Barriers sealing off Notre-Dame were removed in the morning, before Paris mayor Anne Hidalgo, Cardinal Michel Aupetit and General Jean-Louis Georgelin, in charge of renovation works, were on hand to reopen the site to the public at 3pm.
Speaking to journalists, Hidalgo said the moment represented a "renaissance of sorts" for a monument that was widely seen as "the soul of Paris".
Anne Hidalgo sur la réouverture du parvis de Notre-Dame: "C'est une forme de renaissance" pic.twitter.com/RXjDZzZXQt— BFMTV (@BFMTV) May 31, 2020
Despite many cleaning attempts, high lead concentrations had forced the forecourt to remain closed – but in a press release Sunday, city, church and building authorities announced those levels were now sufficiently low enough to allow Parisians and pilgrims to return.
"We all wanted to be able to reopen for the Pentecost celebrations," the press release said – even though no religious gatherings will take place on the site.

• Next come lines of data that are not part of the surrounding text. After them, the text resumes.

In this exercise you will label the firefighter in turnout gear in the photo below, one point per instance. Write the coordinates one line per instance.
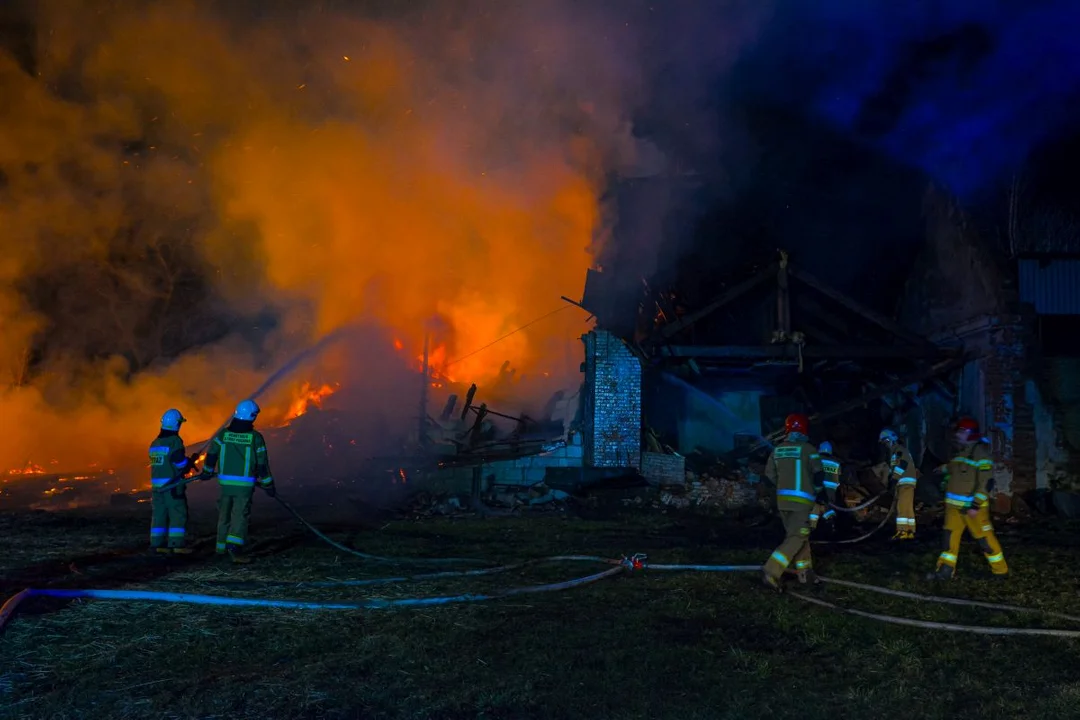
(169, 507)
(968, 485)
(795, 469)
(903, 477)
(832, 467)
(238, 457)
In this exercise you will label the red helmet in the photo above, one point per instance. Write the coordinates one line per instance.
(968, 424)
(797, 423)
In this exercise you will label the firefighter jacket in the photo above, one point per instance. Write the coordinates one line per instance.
(238, 456)
(901, 466)
(795, 469)
(167, 458)
(969, 476)
(832, 467)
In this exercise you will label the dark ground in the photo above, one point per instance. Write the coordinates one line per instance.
(651, 644)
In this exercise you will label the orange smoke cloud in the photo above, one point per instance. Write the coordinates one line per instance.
(431, 174)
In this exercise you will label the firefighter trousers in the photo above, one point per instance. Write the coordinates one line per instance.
(169, 518)
(795, 549)
(905, 508)
(956, 521)
(233, 511)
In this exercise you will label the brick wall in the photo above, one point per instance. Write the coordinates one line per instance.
(1007, 413)
(612, 412)
(1010, 419)
(661, 469)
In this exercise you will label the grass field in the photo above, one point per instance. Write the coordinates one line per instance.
(648, 644)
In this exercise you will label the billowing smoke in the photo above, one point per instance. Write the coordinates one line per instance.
(191, 192)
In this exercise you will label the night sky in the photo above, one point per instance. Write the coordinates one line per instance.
(838, 116)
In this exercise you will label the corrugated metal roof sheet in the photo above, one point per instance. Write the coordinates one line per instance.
(1052, 286)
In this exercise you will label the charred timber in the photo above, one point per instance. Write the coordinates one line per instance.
(792, 352)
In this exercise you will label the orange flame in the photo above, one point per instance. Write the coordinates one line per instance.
(306, 398)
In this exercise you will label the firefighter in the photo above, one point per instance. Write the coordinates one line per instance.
(169, 506)
(832, 467)
(795, 469)
(968, 485)
(903, 476)
(237, 456)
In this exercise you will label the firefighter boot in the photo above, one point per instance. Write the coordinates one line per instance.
(771, 583)
(239, 557)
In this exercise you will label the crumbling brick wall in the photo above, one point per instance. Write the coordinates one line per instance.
(1010, 417)
(612, 412)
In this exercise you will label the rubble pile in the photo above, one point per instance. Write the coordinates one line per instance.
(714, 492)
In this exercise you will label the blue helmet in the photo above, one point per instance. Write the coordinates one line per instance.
(246, 410)
(172, 420)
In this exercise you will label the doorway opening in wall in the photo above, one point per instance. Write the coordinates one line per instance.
(1058, 336)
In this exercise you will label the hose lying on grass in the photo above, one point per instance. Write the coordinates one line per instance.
(977, 629)
(9, 608)
(858, 507)
(405, 579)
(948, 600)
(860, 539)
(634, 562)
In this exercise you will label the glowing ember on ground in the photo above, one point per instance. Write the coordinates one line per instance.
(30, 469)
(308, 397)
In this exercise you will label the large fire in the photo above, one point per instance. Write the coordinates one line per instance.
(325, 170)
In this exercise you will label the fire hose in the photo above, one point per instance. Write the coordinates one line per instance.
(634, 562)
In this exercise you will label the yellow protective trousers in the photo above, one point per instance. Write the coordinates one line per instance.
(795, 549)
(956, 521)
(905, 507)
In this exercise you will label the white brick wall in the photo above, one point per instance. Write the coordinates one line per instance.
(613, 413)
(660, 469)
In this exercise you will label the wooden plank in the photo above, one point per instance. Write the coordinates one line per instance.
(847, 406)
(856, 307)
(719, 301)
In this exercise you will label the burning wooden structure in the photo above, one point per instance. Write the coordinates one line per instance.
(774, 339)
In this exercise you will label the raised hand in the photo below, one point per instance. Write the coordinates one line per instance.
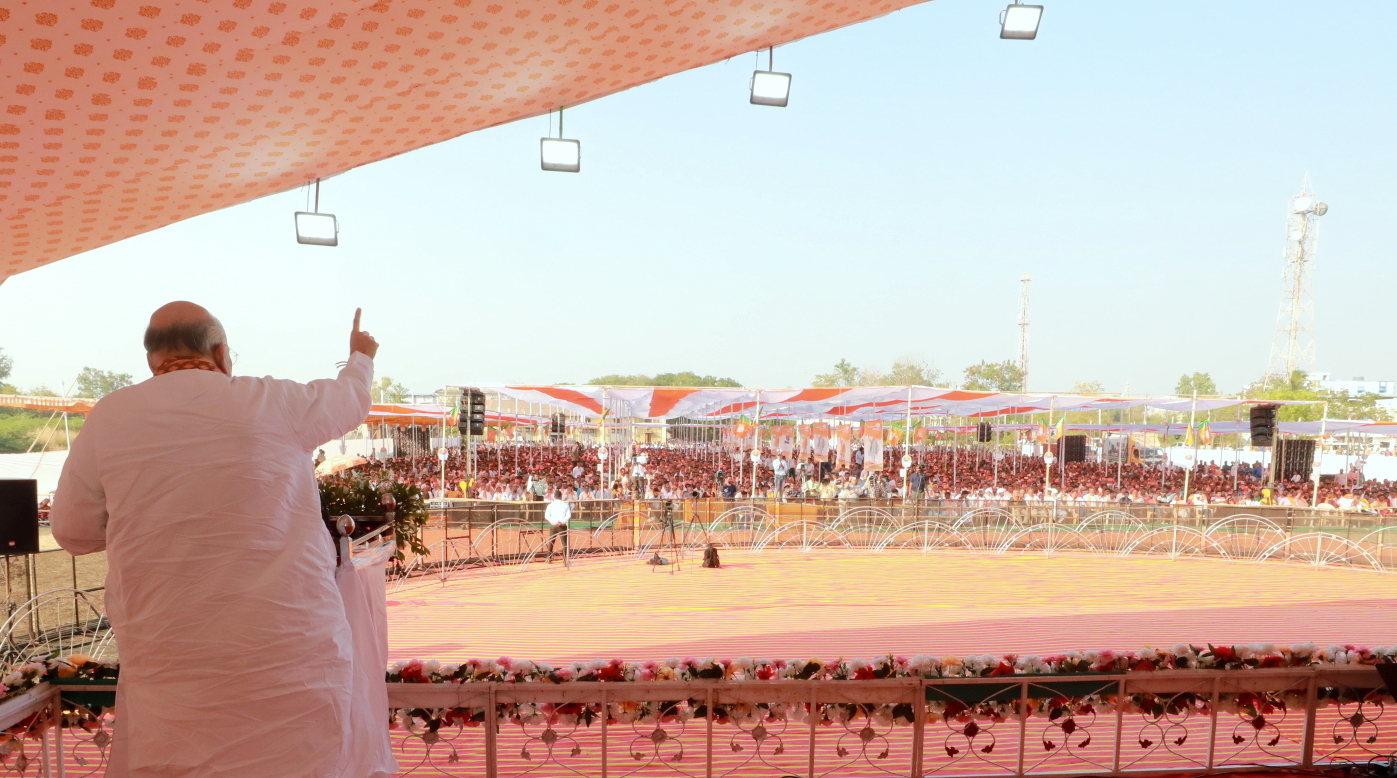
(361, 341)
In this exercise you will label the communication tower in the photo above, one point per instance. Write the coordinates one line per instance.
(1023, 327)
(1294, 344)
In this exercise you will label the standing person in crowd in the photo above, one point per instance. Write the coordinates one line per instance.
(221, 576)
(558, 514)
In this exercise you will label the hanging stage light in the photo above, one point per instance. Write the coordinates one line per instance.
(562, 155)
(559, 154)
(315, 228)
(769, 87)
(1020, 23)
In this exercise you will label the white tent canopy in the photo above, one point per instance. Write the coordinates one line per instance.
(831, 402)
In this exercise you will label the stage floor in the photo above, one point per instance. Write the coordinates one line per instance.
(836, 604)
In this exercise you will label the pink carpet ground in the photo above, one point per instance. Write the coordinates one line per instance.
(834, 604)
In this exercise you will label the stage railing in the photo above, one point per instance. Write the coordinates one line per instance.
(516, 534)
(1091, 724)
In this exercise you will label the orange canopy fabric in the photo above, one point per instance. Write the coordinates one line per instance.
(55, 404)
(122, 116)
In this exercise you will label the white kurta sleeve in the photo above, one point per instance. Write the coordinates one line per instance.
(78, 514)
(327, 408)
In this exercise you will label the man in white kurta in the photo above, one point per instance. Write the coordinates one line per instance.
(236, 655)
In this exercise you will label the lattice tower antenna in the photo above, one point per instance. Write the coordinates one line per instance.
(1023, 327)
(1294, 344)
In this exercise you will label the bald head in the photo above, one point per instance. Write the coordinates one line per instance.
(183, 330)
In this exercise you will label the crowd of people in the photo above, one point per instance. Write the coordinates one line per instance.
(570, 471)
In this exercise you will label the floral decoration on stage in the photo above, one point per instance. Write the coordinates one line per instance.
(1182, 657)
(1056, 697)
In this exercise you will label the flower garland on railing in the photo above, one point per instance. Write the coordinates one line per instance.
(1181, 657)
(947, 704)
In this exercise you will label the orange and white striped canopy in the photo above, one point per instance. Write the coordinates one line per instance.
(122, 116)
(834, 402)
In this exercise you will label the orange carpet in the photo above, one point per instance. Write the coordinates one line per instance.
(834, 604)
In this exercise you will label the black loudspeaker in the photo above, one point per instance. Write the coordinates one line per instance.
(18, 517)
(1294, 457)
(1073, 449)
(1263, 425)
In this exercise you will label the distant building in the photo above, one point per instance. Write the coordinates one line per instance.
(1355, 386)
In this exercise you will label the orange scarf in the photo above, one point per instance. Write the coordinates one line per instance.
(186, 363)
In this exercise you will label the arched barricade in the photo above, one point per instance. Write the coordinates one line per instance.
(1245, 537)
(56, 623)
(924, 537)
(1175, 542)
(1045, 538)
(1111, 532)
(862, 518)
(803, 535)
(1320, 549)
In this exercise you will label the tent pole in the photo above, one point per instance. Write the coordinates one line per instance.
(1323, 426)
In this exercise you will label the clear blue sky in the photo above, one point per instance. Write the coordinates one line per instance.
(1136, 161)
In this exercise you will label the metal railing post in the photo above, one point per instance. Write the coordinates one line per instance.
(492, 757)
(815, 722)
(605, 715)
(918, 727)
(1213, 720)
(55, 767)
(1121, 724)
(707, 761)
(1023, 727)
(1311, 715)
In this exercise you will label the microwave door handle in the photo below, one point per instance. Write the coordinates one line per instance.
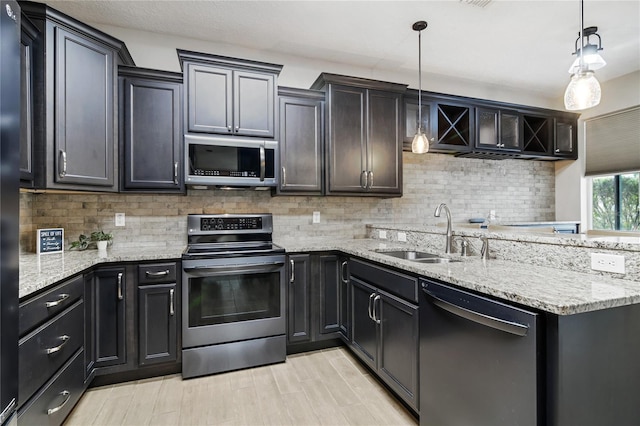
(263, 163)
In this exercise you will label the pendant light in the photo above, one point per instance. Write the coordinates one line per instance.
(583, 90)
(420, 143)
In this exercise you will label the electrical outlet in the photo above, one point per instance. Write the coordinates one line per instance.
(119, 219)
(607, 263)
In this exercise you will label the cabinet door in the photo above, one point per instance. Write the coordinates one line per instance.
(299, 299)
(253, 104)
(152, 117)
(109, 316)
(158, 323)
(565, 138)
(347, 166)
(301, 139)
(454, 124)
(537, 134)
(26, 113)
(384, 144)
(364, 331)
(329, 295)
(84, 111)
(399, 343)
(209, 99)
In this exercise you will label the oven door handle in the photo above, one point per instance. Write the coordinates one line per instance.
(202, 271)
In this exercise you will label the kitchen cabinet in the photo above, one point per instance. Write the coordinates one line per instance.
(364, 142)
(75, 125)
(313, 300)
(158, 301)
(301, 144)
(229, 96)
(384, 328)
(151, 131)
(51, 348)
(109, 319)
(29, 33)
(566, 138)
(497, 129)
(480, 128)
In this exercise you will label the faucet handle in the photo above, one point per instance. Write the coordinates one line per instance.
(484, 251)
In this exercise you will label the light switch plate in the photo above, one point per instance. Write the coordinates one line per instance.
(120, 219)
(607, 263)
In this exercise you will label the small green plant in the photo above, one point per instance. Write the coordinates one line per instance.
(85, 242)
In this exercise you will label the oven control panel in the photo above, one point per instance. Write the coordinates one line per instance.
(230, 223)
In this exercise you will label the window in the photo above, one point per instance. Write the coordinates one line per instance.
(616, 202)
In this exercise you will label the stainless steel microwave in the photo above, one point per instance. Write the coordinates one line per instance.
(229, 162)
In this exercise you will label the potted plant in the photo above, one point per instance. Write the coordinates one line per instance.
(99, 239)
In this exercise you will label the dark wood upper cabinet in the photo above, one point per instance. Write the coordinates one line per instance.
(75, 92)
(301, 141)
(363, 149)
(151, 131)
(29, 33)
(480, 128)
(229, 96)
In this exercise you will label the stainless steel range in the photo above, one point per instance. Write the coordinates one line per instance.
(233, 294)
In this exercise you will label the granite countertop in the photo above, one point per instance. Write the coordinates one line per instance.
(40, 271)
(552, 290)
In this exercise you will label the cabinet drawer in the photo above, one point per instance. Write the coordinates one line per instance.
(56, 400)
(45, 306)
(399, 284)
(157, 273)
(43, 352)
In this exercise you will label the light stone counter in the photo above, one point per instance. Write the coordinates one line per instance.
(558, 291)
(38, 272)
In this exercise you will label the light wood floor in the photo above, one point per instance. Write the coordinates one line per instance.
(326, 387)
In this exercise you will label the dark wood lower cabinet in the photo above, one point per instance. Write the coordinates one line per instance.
(385, 328)
(109, 321)
(157, 324)
(313, 299)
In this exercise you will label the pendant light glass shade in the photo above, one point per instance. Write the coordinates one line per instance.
(582, 92)
(420, 143)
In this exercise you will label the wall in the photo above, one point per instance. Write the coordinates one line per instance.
(518, 190)
(572, 193)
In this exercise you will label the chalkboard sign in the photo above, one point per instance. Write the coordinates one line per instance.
(50, 241)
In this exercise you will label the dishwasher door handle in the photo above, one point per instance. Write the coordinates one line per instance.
(480, 318)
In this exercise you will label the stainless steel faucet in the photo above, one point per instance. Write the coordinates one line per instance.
(447, 248)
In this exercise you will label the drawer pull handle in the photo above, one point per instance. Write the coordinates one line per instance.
(120, 294)
(157, 274)
(64, 339)
(67, 397)
(55, 303)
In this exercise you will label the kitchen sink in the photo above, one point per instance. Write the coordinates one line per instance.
(417, 256)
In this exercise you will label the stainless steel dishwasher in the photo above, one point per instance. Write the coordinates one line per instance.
(479, 360)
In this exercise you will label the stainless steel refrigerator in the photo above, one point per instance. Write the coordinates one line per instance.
(9, 206)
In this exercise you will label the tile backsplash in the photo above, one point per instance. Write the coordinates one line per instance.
(517, 190)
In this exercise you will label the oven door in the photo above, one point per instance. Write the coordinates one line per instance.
(232, 299)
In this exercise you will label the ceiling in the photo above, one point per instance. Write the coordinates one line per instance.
(523, 44)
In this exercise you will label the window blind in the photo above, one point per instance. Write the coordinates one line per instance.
(613, 143)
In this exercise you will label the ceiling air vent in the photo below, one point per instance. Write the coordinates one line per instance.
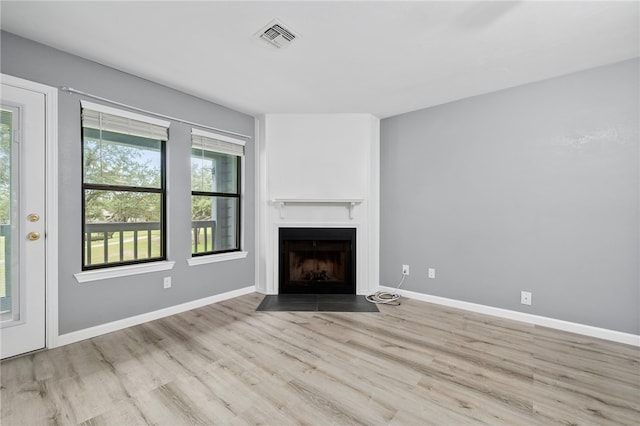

The City of Paris, the Diocese of Paris and the public establishment responsible for the conservation and restoration of the building confirmed the site was authorised to reopen after receiving the green light from regional health agency the ARS.
Building works to secure Notre-Dame were suspended in mid-March due to coronavirus. They will gradually resume with the aim of finishing a new-look cathedral by 2024.